Hinter dem Wirt kicherte jemand leise. Jetzt erinnerte sich der Gastwirt an die einzige Verbindung Crysts zur Welt außerhalb des «Ponys»: Shaba, die Hexe. Irgendwann tauchte die geheimnisumwitterte Frau auf, ein kleines Baby unter dem Arm, drückte es dem Verdutzten in den Arm und verschwand mit den Worten.: «Deine Tochter!»

Und genau dieses Kind, das eigentlich in den Unterricht gehörte, hatte sich vor dem Treffer mit dem Apfel neben ihn geschlichen. Eine gute Gelegenheit, einen Teil des eigenen Unmuts abzureagieren.

«Thilla. Was willst du hier! Die ist kein Ort für kleine Mädchen. Solltest du nicht in der Schule oder bei deiner Mutter sein?»

«Wegen der Schule bin ich hier. Wir haben eine Aufgabe bekommen. Sie lautet: «Begleite deinen Vater einen Tag bei der Arbeit!»

Litwolff fluchte. Seitdem dieser junge Lehrer aus der Hauptstadt eingetroffen war, nahm die Zahl der Gäste zu, die am Tresen über die Hausarbeiten schimpften, die er verteilte. Teobag, aufgrund irgendwelcher dubioser Untaten nach Thumberg strafversetzt, erfand stets neuartige Hausaufgaben für die Schüler. Zu seiner Schulzeit erinnerte sich der Wirt, gab es nur Schreiben, Lesen und Rechnen.

Letzte Woche hieß sie unter dem neuen Lehrer: «Wo liegen mehr Steine? Auf dem Marktplatz oder im Hof des Bürgermeisters?» Einen Tag lang wimmelte es von Kindern, die ihre kleinen Geschwister mitbrachten und beide Plätze bevölkerten. Die Bande markierte Pflastersteine mit Kreide und behinderte die Marktbesucher. Die Wachen trieben sie mit ihrem Tun zur Verzweiflung. Am Ende diskutierte die Kinderschar, ob die stadtbekannten Nierensteine von Samsu, dem Bettlerkönig, der jeden Tag auf dem Markt residierte, zu der Aufgabe zählten.

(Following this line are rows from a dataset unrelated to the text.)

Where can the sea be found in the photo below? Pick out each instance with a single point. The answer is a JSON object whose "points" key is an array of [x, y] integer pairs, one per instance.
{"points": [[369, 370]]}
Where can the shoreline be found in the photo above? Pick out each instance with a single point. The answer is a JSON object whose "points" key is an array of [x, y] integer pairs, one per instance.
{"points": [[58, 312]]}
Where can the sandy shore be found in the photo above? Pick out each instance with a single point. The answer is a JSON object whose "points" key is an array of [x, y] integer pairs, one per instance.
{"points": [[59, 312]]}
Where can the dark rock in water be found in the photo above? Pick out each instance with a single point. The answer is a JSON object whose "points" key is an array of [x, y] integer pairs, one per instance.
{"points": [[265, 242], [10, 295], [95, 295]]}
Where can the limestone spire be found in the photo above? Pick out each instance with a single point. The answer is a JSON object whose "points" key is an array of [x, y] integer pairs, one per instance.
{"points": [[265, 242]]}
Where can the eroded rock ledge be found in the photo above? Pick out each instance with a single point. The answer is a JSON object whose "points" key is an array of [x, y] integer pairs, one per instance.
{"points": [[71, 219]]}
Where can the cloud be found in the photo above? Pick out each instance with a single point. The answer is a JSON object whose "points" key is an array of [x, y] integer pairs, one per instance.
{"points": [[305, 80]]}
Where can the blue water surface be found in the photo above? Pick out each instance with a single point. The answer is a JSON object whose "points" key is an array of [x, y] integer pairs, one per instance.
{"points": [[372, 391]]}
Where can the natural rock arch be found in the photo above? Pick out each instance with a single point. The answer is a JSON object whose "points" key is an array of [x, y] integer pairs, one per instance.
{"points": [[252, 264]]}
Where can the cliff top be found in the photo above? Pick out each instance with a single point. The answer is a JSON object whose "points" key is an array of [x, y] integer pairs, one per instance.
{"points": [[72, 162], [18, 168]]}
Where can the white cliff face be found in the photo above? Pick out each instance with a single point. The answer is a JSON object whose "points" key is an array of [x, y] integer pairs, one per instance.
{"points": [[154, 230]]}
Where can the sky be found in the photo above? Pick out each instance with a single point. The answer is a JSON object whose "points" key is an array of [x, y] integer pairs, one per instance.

Als eine der Schülerinnen ihn fragte, wie viele er in den beiden Nieren mit sich trug, flüchtete der arme Kerl wütend in das «Rote Pony». Er besetzte seinen Stammplatz auf dem Marktplatz erst wieder, als es Abend wurde und die Schule geschlossen war.

«Scher dich weg!» Litwolff konnte jetzt keine Ablenkung brauchen. «Dein Vater muss etwas für mich erledigen.»

«F.ü.r.L.i.t.w.u.f. w.a.s e.r.l.e.d.i.g.e.n». Sorgsam, die Zungenspitze bis fast an die Nase hochgeschoben, buchstabierte das kleine Mädchen eine Notiz auf ihre Schiefertafel. Dann schob sie sich durch den Vorhang in den Raum hinter dem Schanktisch, in dem die Handlanger gerade ausruhten. Der Wirt ging davon aus, dass sie dahinter wartete und lauschte. Er beachtete Thilla nicht weiter, die eigenen Probleme beschäftigen ihn mehr.

 

Endlich schlenderte Cryst in seine Richtung. Die Kleidung verriet den Gasthausschläfer. Weinfleckiger Stoffmantel in Übergröße, Stoff genug, um sich für die Nacht einzuwickeln. Dazu abgetragene Stiefel, in einem breiten Gürtel steckte jetzt der Lederhut mit Krempe und einer Feder. Doch Litwolff wusste, dass den Trunkenbold ein fester Lederpanzer schützte. Die weiten Ärmel verbargen Messer, mit denen er vorzüglich umgehen konnte.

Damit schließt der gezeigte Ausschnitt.